The bill would apply this to the two new peace officer assault offences, the new offence targeting drive-by and other reckless shootings, and the existing offence of discharging a firearm with intent to cause bodily harm. This will be welcome by police agencies across this country.
In addition, we are proposing to add new offences to the list of offences that are considered to be primary designated offences for the purposes of the DNA data bank.
I would be remiss in discussing these proposals if I did not acknowledge the tremendous level of co-operation between myself, my provincial and territorial counterparts, and the members of my own caucus. I have to say that the dialogue that I have had with them, the support that I have received from them and the encouragement they have received from their constituents to get behind these pieces of legislation has been very edifying and gratifying for me. A number of organizations, such as the Canadian Association of Police Chiefs, have supported a number of the recommendations.

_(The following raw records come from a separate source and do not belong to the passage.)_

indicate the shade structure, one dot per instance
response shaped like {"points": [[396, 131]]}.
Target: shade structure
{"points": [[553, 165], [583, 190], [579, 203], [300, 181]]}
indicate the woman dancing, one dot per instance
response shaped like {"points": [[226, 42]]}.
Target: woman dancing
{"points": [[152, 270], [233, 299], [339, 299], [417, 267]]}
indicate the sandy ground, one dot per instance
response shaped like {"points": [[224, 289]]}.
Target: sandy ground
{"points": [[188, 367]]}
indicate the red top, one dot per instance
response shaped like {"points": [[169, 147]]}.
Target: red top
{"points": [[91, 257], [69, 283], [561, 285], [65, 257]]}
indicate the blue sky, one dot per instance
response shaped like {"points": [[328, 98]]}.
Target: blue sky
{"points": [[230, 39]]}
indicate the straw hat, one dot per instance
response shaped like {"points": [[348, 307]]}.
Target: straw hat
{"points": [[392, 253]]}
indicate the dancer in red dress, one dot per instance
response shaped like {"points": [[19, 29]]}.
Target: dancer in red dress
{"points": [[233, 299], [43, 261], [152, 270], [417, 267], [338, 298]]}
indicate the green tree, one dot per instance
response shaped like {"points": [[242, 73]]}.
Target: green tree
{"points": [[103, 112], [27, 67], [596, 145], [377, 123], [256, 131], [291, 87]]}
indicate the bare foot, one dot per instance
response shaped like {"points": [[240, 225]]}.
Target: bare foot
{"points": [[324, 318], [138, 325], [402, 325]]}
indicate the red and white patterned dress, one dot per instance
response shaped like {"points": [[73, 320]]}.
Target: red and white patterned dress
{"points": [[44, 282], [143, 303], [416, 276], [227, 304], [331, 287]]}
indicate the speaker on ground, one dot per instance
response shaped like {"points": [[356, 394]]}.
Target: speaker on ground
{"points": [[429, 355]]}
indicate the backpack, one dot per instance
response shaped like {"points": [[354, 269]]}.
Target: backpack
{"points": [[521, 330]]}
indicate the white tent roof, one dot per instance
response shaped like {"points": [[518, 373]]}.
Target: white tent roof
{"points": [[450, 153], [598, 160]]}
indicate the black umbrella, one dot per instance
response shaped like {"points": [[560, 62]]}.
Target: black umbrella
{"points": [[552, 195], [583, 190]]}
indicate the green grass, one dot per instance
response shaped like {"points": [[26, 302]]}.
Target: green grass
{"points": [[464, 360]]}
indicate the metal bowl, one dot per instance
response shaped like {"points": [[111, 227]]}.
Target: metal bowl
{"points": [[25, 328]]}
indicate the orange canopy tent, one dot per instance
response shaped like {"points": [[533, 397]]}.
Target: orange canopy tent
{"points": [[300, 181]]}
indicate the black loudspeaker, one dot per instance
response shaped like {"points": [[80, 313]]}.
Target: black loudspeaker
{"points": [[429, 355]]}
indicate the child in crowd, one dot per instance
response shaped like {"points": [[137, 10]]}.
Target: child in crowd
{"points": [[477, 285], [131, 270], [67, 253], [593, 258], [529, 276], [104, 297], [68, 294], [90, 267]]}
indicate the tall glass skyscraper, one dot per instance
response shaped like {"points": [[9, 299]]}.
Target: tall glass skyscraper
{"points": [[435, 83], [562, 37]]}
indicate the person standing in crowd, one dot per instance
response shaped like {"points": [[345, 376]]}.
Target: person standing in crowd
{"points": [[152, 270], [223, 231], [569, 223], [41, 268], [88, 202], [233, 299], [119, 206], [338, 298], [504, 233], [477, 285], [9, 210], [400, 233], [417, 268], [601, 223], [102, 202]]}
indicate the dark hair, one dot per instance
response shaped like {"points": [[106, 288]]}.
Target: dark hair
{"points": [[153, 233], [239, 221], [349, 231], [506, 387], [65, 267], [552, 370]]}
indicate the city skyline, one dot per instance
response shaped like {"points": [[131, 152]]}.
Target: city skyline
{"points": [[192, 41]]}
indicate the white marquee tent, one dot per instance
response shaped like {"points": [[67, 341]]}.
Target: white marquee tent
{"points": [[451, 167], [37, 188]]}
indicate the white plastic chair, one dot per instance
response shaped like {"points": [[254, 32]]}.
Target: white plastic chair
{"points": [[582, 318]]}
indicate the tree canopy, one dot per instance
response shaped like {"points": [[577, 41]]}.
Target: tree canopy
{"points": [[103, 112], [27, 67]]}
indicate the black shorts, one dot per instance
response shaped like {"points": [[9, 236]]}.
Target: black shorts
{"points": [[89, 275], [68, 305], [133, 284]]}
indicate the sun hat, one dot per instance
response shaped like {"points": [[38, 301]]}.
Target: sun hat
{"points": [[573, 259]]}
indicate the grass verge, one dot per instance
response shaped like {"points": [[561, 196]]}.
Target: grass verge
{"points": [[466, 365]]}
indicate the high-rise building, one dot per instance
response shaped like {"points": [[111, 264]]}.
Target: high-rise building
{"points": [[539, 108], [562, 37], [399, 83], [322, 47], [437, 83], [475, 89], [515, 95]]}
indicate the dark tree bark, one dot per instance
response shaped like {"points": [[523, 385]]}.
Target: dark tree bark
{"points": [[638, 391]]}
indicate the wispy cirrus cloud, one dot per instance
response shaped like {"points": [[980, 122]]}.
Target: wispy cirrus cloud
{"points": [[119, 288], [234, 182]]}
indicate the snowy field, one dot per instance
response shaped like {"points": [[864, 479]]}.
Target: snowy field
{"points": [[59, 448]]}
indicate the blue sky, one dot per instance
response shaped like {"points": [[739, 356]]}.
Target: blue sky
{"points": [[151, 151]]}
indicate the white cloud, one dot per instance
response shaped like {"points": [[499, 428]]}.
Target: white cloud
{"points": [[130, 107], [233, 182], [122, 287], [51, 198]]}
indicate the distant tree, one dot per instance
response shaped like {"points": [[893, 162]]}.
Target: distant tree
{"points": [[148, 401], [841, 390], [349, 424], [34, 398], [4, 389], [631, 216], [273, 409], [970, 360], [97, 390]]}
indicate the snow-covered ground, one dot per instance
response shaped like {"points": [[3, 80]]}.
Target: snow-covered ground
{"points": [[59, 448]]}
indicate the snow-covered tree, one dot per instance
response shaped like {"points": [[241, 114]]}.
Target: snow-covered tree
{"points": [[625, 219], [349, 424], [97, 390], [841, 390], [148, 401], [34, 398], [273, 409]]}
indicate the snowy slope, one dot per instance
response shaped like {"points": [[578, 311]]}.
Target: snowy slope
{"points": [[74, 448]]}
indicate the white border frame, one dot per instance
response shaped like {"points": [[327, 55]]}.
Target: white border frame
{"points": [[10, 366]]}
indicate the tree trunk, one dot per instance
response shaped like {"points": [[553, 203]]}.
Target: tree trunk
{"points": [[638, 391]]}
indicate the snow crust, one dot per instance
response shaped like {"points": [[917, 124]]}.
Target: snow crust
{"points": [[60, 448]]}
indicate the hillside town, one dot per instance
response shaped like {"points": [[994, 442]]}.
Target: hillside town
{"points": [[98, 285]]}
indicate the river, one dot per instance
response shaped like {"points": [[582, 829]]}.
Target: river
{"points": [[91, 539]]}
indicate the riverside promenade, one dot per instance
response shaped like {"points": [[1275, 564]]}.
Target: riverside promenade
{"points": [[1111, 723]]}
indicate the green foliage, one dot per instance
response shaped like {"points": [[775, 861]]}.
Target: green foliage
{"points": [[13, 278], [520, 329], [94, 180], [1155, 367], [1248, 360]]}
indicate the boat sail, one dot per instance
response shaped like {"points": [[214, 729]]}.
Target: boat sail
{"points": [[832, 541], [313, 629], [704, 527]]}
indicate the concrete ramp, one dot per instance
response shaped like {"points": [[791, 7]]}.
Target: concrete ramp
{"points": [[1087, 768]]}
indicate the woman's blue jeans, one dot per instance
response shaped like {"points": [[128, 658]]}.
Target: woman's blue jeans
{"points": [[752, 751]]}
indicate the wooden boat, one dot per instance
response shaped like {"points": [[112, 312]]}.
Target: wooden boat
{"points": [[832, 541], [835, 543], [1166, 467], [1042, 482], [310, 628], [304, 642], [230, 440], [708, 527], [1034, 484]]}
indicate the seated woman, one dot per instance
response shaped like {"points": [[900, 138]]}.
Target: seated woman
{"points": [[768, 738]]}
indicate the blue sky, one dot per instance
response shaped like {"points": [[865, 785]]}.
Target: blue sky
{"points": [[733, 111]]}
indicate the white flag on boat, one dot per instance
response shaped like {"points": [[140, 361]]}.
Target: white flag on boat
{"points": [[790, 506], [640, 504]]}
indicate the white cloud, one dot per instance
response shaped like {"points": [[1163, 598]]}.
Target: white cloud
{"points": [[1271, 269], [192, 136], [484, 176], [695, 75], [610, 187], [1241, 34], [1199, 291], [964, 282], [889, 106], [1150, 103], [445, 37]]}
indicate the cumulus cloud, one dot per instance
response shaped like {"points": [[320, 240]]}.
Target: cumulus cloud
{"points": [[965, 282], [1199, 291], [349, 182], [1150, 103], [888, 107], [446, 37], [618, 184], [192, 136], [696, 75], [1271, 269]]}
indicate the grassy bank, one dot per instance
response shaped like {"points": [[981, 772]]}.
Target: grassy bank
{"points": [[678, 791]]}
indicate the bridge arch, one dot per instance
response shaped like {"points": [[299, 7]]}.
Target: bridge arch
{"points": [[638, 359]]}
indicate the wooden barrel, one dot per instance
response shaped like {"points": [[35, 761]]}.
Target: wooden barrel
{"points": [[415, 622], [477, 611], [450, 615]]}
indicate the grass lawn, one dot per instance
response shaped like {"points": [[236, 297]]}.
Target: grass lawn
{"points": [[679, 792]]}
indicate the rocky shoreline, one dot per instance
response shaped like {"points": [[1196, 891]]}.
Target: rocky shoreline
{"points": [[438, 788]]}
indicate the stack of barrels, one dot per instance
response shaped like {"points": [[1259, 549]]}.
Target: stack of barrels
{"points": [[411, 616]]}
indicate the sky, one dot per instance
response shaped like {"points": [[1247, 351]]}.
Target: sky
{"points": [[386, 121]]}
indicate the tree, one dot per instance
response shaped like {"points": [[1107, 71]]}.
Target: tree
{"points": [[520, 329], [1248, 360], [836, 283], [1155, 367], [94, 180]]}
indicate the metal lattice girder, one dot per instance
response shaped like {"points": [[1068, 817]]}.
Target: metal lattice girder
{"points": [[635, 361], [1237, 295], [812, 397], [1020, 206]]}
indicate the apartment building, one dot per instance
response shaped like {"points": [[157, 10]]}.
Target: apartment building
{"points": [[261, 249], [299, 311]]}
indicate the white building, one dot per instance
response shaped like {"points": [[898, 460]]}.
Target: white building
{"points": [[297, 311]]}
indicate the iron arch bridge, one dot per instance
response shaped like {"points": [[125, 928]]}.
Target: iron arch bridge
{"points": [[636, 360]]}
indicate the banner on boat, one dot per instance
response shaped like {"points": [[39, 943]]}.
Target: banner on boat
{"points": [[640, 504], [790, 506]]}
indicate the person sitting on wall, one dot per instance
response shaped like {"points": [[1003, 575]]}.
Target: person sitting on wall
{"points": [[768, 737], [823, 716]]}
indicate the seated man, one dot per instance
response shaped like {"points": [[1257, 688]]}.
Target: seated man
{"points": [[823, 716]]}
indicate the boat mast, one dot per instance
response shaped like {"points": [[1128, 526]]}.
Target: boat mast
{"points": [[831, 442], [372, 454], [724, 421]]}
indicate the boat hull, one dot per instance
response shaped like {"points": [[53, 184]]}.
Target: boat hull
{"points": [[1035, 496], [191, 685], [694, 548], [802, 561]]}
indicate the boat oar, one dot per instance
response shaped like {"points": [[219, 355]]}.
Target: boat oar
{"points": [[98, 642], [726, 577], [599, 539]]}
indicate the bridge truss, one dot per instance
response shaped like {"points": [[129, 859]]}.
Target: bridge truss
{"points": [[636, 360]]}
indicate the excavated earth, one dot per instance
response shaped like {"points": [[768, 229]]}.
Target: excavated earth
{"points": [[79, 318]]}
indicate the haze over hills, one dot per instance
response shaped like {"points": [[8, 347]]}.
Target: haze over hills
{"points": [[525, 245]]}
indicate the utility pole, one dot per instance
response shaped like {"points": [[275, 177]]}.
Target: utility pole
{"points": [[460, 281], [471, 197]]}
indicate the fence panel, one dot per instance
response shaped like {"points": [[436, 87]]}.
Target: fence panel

Again, this is exactly what this country needs. These are steps in the right direction. As I indicated during question period and in the brief time I had prior to question period, this is just one of a number of measures that we are taking as a government. We also have the bill, which I call a companion piece to this, on drugs that sends out the right message to people who want to get involved with the drug trade. This is an important component of it.
When people ask me about this and about that, I always tell them that we have a lot more to do in this area and we are just the group of individuals who are prepared to do that.